Over the years that we have known Katrina, she has consistently demonstrated the wide-ranging intellectual curiosity, commitment to social justice, and affinity for hands-on stewardship that characterize all Thoreau Scholars. Here’s just a sampling: She has conducted marine research in New England, Iceland, Australia, and Panama. She has taught Chinese exchange students about coral ecology research in the U.S. Virgin Islands, served as co-director of Harvard’s Chinatown Afterschool Program and the Harvard Environmental Action Committee, and as a teacher and counselor for the U.S.-China Science and Technology Education Promotion Association. She has studied wound healing and recovery in a temperate coral species at the New England Aquarium, and completed a fellowship at the Wellfleet Bay National Wildlife Sanctuary, monitoring diamondback terrapins.

“It’s hard to look at something beautiful, like a beach at sunset or leaves changing in a forest, and know that we’ll destroy it unless we change our behavior,” Katrina says. “I was originally drawn to environmental activism out of a desire to preserve the natural beauty of my hometown. Since then I’ve become much more concerned about the impacts of environmental degradation on communities, especially when the communities that suffer the most are those with the least power. My deepest wish is for environmentalism to be recognized as a central issue, affecting everyone, everywhere.”

Katrina seeks to use her research as foundation from which to advocate for marine conservation, and credits the Thoreau Foundation with helping her envision herself as a future environmental leader. “Being a Thoreau Scholar has pushed me to reflect on how I can benefit the environment in every research project I engage in. Becoming a part of the Thoreau network, meeting so many students and alumni with the same passion for the environment, has been a great source of encouragement to become a champion of the environment and to protect the world we live in.”

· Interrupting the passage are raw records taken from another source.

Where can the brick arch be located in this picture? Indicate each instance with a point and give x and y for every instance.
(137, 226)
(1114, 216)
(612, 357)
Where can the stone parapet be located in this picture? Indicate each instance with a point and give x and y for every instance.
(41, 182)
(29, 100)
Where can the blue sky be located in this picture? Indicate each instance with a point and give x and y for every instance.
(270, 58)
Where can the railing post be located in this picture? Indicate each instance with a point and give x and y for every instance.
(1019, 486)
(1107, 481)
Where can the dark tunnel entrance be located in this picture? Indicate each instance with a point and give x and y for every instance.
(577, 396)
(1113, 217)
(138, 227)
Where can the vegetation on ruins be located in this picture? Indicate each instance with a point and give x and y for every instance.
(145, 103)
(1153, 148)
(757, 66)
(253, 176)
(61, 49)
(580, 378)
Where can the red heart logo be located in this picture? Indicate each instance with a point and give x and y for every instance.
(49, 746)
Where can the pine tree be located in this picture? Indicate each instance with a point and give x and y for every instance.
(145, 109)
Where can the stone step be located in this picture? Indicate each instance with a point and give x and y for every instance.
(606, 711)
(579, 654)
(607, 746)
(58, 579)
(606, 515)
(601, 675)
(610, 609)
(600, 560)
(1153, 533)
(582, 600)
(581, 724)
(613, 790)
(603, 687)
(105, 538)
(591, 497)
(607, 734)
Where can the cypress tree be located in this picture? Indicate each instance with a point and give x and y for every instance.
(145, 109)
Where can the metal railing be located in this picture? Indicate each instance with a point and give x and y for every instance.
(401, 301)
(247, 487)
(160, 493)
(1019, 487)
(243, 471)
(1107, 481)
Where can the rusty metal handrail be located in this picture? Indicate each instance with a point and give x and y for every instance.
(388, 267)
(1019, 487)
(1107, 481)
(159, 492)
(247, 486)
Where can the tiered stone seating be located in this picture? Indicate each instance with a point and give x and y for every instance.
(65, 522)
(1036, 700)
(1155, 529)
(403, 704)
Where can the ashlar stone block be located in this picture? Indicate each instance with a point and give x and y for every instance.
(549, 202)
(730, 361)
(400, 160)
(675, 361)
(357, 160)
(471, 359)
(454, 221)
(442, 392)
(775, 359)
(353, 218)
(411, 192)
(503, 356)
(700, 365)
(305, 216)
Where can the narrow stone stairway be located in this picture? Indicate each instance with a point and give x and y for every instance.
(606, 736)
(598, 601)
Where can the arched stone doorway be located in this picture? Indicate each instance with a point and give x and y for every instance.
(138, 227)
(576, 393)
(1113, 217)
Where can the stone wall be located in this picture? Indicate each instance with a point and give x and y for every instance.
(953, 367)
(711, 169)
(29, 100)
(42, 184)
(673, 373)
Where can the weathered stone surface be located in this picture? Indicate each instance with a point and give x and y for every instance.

As with so many Thoreau Scholars, Katrina’s thoughts these days are pulled constantly toward climate change, in particular its impact on biodiversity. “I hope ultimately to become a marine ecologist and study the effects of climate change on coastal marine communities. Climate change is not a problem that can be 'solved' in this sense, but if we can find a way to predict changes in community structure due to inevitable climatic changes, we might help make communities more resilient to these changes.”